Square Base Measured and Tube-Centering Marks Drawn
Center one end of the paper tube on those four marks, and draw its outline on the base.
Tube Circumference Drawn in Center of Wood Base
Put groove-ID hash marks 1/4-inch in from the outer circumference ring. These marks will show you if the groove ID is being cut properly once you start drilling.
Groove ID Marks 1/4-inch inside Outer Circumference Ring Mark
Securely clamp the board to your workbench to prevent it from moving during the drilling operation. Use an awl to make an indentation at the center of the 'X.' This will help you to correctly center the hole-saw pilot bit when the drilling starts.
Board Clamped to Workbench, and Center-Point Punched with an Awl
Using the instructions for the adjustable hole-saw, adjust it so that the outermost leg will cut just out to the outer circumference circle, and the innermost leg will cut in just to the groove ID hash marks.
Safety Note: It can get "ugly" if your long hair, shirt sleeve, loose jewelry, or shirt-tail get tangled up with that spinning hole-saw once the cutting starts. For these reasons, be sure that none of the above are out loose where they can get caught up by the tool.
Slowly begin drilling the groove, and verify that a 1/4-inch-wide groove is being cut and positioned correctly. The bend in the one hole-saw leg, and/or the overall diameter adjustment may need to be slightly adjusted to end up with a groove that is just the right thickness and correctly positioned in the wood base.
Drilling the Groove with the Adjustable Hole-Saw
Once the adjustments have been dialed in, slowly drill the groove until it is about 1/4-inch deep, and its bottom is nice and square and clean.
1/4-Inch-Deep, 1/4-Inch-Wide Groove in Wood Base
Test fit the mortar tube.

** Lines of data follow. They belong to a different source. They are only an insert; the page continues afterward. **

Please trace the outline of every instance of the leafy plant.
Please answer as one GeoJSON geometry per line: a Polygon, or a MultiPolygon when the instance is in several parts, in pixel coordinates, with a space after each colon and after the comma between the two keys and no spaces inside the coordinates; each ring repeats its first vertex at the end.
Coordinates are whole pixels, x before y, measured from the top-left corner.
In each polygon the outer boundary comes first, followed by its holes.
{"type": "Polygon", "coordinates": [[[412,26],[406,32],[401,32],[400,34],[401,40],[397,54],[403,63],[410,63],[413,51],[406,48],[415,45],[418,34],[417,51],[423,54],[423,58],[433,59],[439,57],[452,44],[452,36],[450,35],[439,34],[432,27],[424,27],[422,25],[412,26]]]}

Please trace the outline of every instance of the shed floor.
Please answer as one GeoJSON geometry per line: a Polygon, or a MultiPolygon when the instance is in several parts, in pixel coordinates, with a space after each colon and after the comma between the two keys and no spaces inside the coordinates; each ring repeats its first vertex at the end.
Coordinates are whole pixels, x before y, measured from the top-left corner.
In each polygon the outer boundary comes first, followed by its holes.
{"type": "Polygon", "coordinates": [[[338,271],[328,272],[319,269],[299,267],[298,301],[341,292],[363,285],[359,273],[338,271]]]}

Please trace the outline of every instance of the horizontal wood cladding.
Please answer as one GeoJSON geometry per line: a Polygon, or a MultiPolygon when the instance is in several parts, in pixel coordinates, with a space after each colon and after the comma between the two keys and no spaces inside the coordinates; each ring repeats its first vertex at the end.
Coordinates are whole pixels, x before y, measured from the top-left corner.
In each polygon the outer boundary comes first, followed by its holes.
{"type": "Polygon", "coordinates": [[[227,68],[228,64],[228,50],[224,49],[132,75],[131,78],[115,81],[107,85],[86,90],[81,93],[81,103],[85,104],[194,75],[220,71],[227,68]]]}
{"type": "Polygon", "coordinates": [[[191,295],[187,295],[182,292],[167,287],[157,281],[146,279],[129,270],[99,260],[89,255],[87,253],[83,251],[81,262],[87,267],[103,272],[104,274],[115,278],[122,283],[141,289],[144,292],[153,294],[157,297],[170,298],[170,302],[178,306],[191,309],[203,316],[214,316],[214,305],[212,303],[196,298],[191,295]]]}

It should fit snugly into the groove in the base and stand on its own.
Mortar Tube Test-Fitted into the Groove
Clean all the sawdust out of the groove. Then saw the square base off the longer piece of lumber.
Grooved Base Cut Off the Length of 2x6 Lumber
Gluing the Mortar Tube into the Base Groove
Fill the center pilot-hole and the groove with construction adhesive.
Groove and Pilot Hole Filled with Construction Adhesive
Force the paper tube down into the glue-filled groove. Create a neat, smooth glue fillet by wiping the excess glue off with your finger and onto a paper towel.
Paper Tube Glued into Groove in Base
Allow the adhesive to dry for 24 hours before use.
Drilling a Fuse Hole if Desired
If the mortar is to be fused into its bottom with visco ignition fuse, use a sharp awl or a drill and 1/8-inch drill bit to create a fuse hole about 1/4-inch above the glue fillet.
Creating Visco Fuse Hole Near Bottom of Mortar Tube
Securely Erecting the Mortar
If the mortar is to be used on a hard, flat, level surface, it can be fired as-is without further stabilization. But if the mortar is to be used on a dirt or grass surface, you should take extra precautions to secure it in an upright position and prevent it from tipping over.
Home Depot and other hardware stores sell long spikes (typically 3/8-inch diameter by 10-inches long) for timber-framing or for securing landscape timbers. Drilling a couple of holes in the mortar's wood base to accept such spikes will allow those spikes to be driven into the ground for a secure mortar installation. They're easy and quick to remove after use, and you can use them over and over again.
Mortar Base Equipped with Stabilization Spikes
How to Make a Line of Mortars on One Base
Sometimes it's nice to have a line of mortars on one base where they can be fused together as a multiple-shot device, like a consumer-fireworks "cake." Using the same general processes as above, this is easy to do.
Determine the number of mortars to be installed, and use a piece of lumber long enough to accommodate them with some space between each mortar.
Planning the Installation of Multiple Mortars on One Base
Mark the centered mortar locations.
Evenly Spaced Mortar Locations Marked on Base
Drill the grooves in the base.
Base Grooves Drilled with Adjustable Hole-Saw
Clean the base and prepare it for mortar gluing.
Base Ready to Have Mortar Tubes Glued in
Fill the pilot holes with glue, and glue the mortar tubes into the base grooves. Allow to dry for 24 hours before fusing, loading, and use.